Step 32: It's a good idea to monitor the print's first layer closely. Ensure the first layer is adhering well to the build plate. The transition between the first and second layer occasionally requires attention as well. The print fan often turns on after the first layer is completed. If the fan speed of the print fan is too high, the nozzle/hotend will not be able to maintain the correct temperature for extruding. If the nozzle temperature stays more than 10 degrees below its set value for too long, a thermal runaway error will occur and the part will fail. The fan speed can be adjusted using the Tune menu on the printer as the print is going.
Step 33: Approximately 2-3 hours into the print, pause it and add the shaker material. For this build, I used 15ml of crushed up PLA from old failed prints. You are welcome to experiment with different shaker materials for various sounds and loudness. The internal volume of the egg is approximately 71ml, so 15ml of shaker material is a good place to start since it fills about 21% of the internal space. Ensure that the height of the shaker material inside the egg will not interfere with the movement of the nozzle/hotend. Resume the print and check on it periodically as it finishes.

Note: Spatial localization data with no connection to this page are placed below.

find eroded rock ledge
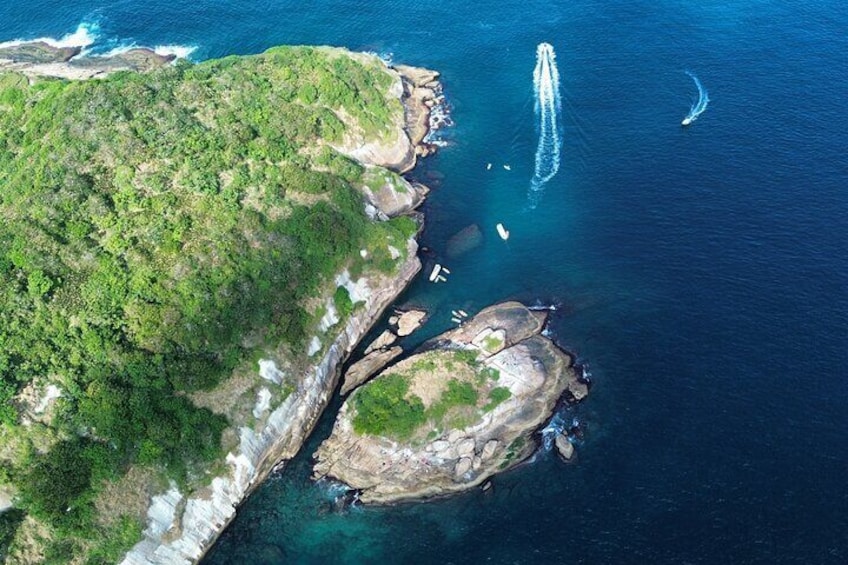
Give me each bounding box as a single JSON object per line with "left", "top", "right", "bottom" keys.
{"left": 0, "top": 42, "right": 175, "bottom": 80}
{"left": 312, "top": 302, "right": 587, "bottom": 504}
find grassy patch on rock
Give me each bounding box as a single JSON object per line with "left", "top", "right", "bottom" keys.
{"left": 352, "top": 348, "right": 514, "bottom": 441}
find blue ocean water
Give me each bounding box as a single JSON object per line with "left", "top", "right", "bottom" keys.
{"left": 3, "top": 1, "right": 847, "bottom": 562}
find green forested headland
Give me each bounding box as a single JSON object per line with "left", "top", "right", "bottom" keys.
{"left": 0, "top": 46, "right": 416, "bottom": 562}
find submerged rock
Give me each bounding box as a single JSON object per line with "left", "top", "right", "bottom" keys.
{"left": 446, "top": 224, "right": 483, "bottom": 258}
{"left": 312, "top": 301, "right": 586, "bottom": 504}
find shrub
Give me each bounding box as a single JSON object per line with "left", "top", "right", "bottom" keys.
{"left": 352, "top": 374, "right": 426, "bottom": 439}
{"left": 333, "top": 286, "right": 354, "bottom": 320}
{"left": 483, "top": 387, "right": 512, "bottom": 412}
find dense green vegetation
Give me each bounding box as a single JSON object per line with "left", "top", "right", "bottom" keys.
{"left": 352, "top": 374, "right": 426, "bottom": 439}
{"left": 0, "top": 45, "right": 409, "bottom": 561}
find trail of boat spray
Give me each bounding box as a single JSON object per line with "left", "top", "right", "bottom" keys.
{"left": 682, "top": 71, "right": 709, "bottom": 125}
{"left": 528, "top": 43, "right": 563, "bottom": 209}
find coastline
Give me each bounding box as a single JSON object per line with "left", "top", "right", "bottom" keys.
{"left": 0, "top": 40, "right": 443, "bottom": 563}
{"left": 110, "top": 60, "right": 441, "bottom": 564}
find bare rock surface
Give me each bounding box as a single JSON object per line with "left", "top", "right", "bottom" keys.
{"left": 364, "top": 330, "right": 398, "bottom": 355}
{"left": 555, "top": 433, "right": 575, "bottom": 461}
{"left": 312, "top": 302, "right": 587, "bottom": 504}
{"left": 0, "top": 43, "right": 175, "bottom": 80}
{"left": 341, "top": 346, "right": 404, "bottom": 396}
{"left": 395, "top": 309, "right": 427, "bottom": 337}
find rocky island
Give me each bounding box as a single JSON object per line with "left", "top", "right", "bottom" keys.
{"left": 313, "top": 302, "right": 589, "bottom": 503}
{"left": 0, "top": 40, "right": 442, "bottom": 564}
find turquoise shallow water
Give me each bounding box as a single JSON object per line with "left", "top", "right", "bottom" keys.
{"left": 3, "top": 1, "right": 847, "bottom": 562}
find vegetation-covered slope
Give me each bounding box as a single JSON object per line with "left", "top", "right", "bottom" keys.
{"left": 0, "top": 46, "right": 414, "bottom": 563}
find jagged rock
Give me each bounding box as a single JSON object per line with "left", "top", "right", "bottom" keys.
{"left": 555, "top": 434, "right": 575, "bottom": 461}
{"left": 72, "top": 48, "right": 175, "bottom": 72}
{"left": 341, "top": 346, "right": 403, "bottom": 395}
{"left": 395, "top": 309, "right": 427, "bottom": 337}
{"left": 481, "top": 440, "right": 499, "bottom": 461}
{"left": 456, "top": 439, "right": 476, "bottom": 458}
{"left": 364, "top": 330, "right": 398, "bottom": 355}
{"left": 446, "top": 224, "right": 483, "bottom": 258}
{"left": 454, "top": 457, "right": 472, "bottom": 477}
{"left": 359, "top": 166, "right": 428, "bottom": 217}
{"left": 0, "top": 42, "right": 81, "bottom": 64}
{"left": 471, "top": 456, "right": 482, "bottom": 471}
{"left": 447, "top": 430, "right": 465, "bottom": 444}
{"left": 429, "top": 440, "right": 450, "bottom": 452}
{"left": 567, "top": 379, "right": 590, "bottom": 402}
{"left": 393, "top": 64, "right": 440, "bottom": 87}
{"left": 312, "top": 301, "right": 586, "bottom": 504}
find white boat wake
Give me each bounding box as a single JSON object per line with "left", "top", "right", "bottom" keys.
{"left": 682, "top": 71, "right": 709, "bottom": 126}
{"left": 528, "top": 42, "right": 562, "bottom": 208}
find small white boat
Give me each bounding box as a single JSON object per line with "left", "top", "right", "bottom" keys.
{"left": 451, "top": 317, "right": 463, "bottom": 324}
{"left": 458, "top": 309, "right": 468, "bottom": 318}
{"left": 441, "top": 267, "right": 451, "bottom": 275}
{"left": 496, "top": 223, "right": 510, "bottom": 241}
{"left": 681, "top": 117, "right": 692, "bottom": 126}
{"left": 436, "top": 274, "right": 447, "bottom": 283}
{"left": 503, "top": 164, "right": 512, "bottom": 171}
{"left": 428, "top": 264, "right": 442, "bottom": 282}
{"left": 486, "top": 163, "right": 492, "bottom": 170}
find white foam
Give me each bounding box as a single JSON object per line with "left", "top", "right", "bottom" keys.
{"left": 683, "top": 71, "right": 710, "bottom": 124}
{"left": 153, "top": 44, "right": 197, "bottom": 60}
{"left": 99, "top": 43, "right": 141, "bottom": 58}
{"left": 531, "top": 42, "right": 562, "bottom": 189}
{"left": 0, "top": 21, "right": 100, "bottom": 50}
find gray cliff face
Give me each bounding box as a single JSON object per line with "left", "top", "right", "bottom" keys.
{"left": 122, "top": 241, "right": 421, "bottom": 565}
{"left": 312, "top": 302, "right": 587, "bottom": 504}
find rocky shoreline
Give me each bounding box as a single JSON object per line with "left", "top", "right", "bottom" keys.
{"left": 0, "top": 41, "right": 177, "bottom": 80}
{"left": 116, "top": 59, "right": 443, "bottom": 564}
{"left": 313, "top": 302, "right": 589, "bottom": 504}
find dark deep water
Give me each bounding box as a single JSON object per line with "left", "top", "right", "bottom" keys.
{"left": 3, "top": 1, "right": 847, "bottom": 562}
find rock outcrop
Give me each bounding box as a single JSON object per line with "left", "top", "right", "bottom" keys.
{"left": 332, "top": 60, "right": 442, "bottom": 174}
{"left": 394, "top": 309, "right": 427, "bottom": 337}
{"left": 0, "top": 43, "right": 175, "bottom": 80}
{"left": 555, "top": 433, "right": 575, "bottom": 461}
{"left": 359, "top": 166, "right": 429, "bottom": 218}
{"left": 341, "top": 346, "right": 404, "bottom": 396}
{"left": 312, "top": 302, "right": 586, "bottom": 504}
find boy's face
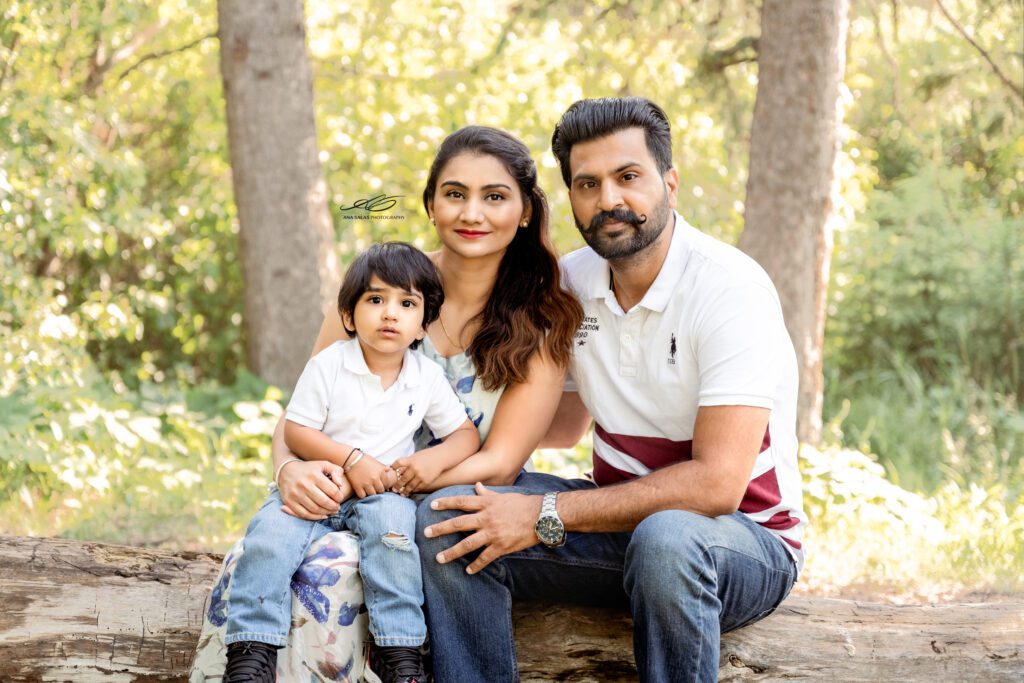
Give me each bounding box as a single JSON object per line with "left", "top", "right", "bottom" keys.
{"left": 343, "top": 275, "right": 426, "bottom": 360}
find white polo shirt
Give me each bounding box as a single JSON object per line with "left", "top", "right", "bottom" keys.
{"left": 286, "top": 340, "right": 470, "bottom": 466}
{"left": 561, "top": 214, "right": 807, "bottom": 570}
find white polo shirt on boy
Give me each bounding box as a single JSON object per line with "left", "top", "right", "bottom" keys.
{"left": 561, "top": 214, "right": 807, "bottom": 570}
{"left": 286, "top": 340, "right": 470, "bottom": 466}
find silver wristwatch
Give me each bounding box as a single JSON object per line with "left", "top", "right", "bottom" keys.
{"left": 534, "top": 492, "right": 566, "bottom": 547}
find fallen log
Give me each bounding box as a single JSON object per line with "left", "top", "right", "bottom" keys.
{"left": 0, "top": 535, "right": 1020, "bottom": 682}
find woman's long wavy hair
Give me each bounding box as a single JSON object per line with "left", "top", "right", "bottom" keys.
{"left": 422, "top": 126, "right": 584, "bottom": 391}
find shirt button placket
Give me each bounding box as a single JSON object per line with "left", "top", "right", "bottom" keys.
{"left": 361, "top": 375, "right": 384, "bottom": 435}
{"left": 619, "top": 312, "right": 642, "bottom": 377}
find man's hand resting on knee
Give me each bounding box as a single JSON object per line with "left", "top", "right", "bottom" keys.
{"left": 423, "top": 482, "right": 543, "bottom": 574}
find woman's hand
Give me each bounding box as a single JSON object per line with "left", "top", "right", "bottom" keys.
{"left": 277, "top": 459, "right": 349, "bottom": 519}
{"left": 345, "top": 452, "right": 399, "bottom": 498}
{"left": 391, "top": 453, "right": 446, "bottom": 495}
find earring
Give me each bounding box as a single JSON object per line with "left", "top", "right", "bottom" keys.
{"left": 430, "top": 216, "right": 436, "bottom": 225}
{"left": 520, "top": 220, "right": 528, "bottom": 227}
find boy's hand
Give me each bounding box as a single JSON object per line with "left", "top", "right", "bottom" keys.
{"left": 346, "top": 453, "right": 399, "bottom": 498}
{"left": 392, "top": 453, "right": 445, "bottom": 495}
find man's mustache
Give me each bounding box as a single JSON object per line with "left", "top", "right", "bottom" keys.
{"left": 588, "top": 209, "right": 648, "bottom": 232}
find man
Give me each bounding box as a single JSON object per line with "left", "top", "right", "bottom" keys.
{"left": 416, "top": 97, "right": 806, "bottom": 682}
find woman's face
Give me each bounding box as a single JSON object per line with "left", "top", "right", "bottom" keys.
{"left": 428, "top": 153, "right": 530, "bottom": 261}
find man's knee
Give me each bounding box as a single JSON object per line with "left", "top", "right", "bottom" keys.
{"left": 625, "top": 510, "right": 722, "bottom": 590}
{"left": 415, "top": 485, "right": 477, "bottom": 538}
{"left": 414, "top": 487, "right": 479, "bottom": 594}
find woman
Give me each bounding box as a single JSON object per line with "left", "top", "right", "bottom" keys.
{"left": 191, "top": 126, "right": 583, "bottom": 682}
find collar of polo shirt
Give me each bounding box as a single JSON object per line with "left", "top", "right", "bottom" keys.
{"left": 587, "top": 212, "right": 692, "bottom": 317}
{"left": 340, "top": 338, "right": 421, "bottom": 389}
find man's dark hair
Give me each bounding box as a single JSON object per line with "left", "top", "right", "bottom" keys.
{"left": 550, "top": 97, "right": 673, "bottom": 187}
{"left": 337, "top": 241, "right": 443, "bottom": 350}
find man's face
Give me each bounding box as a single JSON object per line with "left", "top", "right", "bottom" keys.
{"left": 567, "top": 127, "right": 678, "bottom": 261}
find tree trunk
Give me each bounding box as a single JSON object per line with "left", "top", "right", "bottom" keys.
{"left": 218, "top": 0, "right": 340, "bottom": 391}
{"left": 739, "top": 0, "right": 849, "bottom": 445}
{"left": 1, "top": 536, "right": 1021, "bottom": 682}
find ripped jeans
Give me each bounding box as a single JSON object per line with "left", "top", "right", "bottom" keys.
{"left": 225, "top": 489, "right": 424, "bottom": 648}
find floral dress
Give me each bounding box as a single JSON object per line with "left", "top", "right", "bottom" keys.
{"left": 189, "top": 338, "right": 503, "bottom": 682}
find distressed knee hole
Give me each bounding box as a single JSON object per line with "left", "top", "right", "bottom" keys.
{"left": 381, "top": 531, "right": 412, "bottom": 551}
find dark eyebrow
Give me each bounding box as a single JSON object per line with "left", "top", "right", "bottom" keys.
{"left": 366, "top": 285, "right": 422, "bottom": 299}
{"left": 571, "top": 162, "right": 643, "bottom": 185}
{"left": 440, "top": 180, "right": 512, "bottom": 192}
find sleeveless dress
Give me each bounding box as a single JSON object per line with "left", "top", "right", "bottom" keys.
{"left": 189, "top": 338, "right": 504, "bottom": 682}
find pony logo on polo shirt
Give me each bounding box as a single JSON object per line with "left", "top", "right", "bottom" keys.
{"left": 668, "top": 333, "right": 677, "bottom": 365}
{"left": 574, "top": 316, "right": 600, "bottom": 348}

Step 34: Once the print finishes, remove the entire build plate from the printer (it is magnetically held in place). Gently flex the build plate in various directions to loosen the print. Use your hands to pull the print and support structure off. Only use the scraper as a last resort for removing the print. Scrapers damage the build plate and shorten their lifespan. Reset the space for the next person who will use the printer after you.
Step 35: Remove all of the support structures from the egg and recycle them or throw them away. Use some sandpaper, hand files, and/or the Belt/Disc Sander to smooth out the places where the supports made contact with the egg.
Step 36: You should now have a functional egg shaker! Go make some music.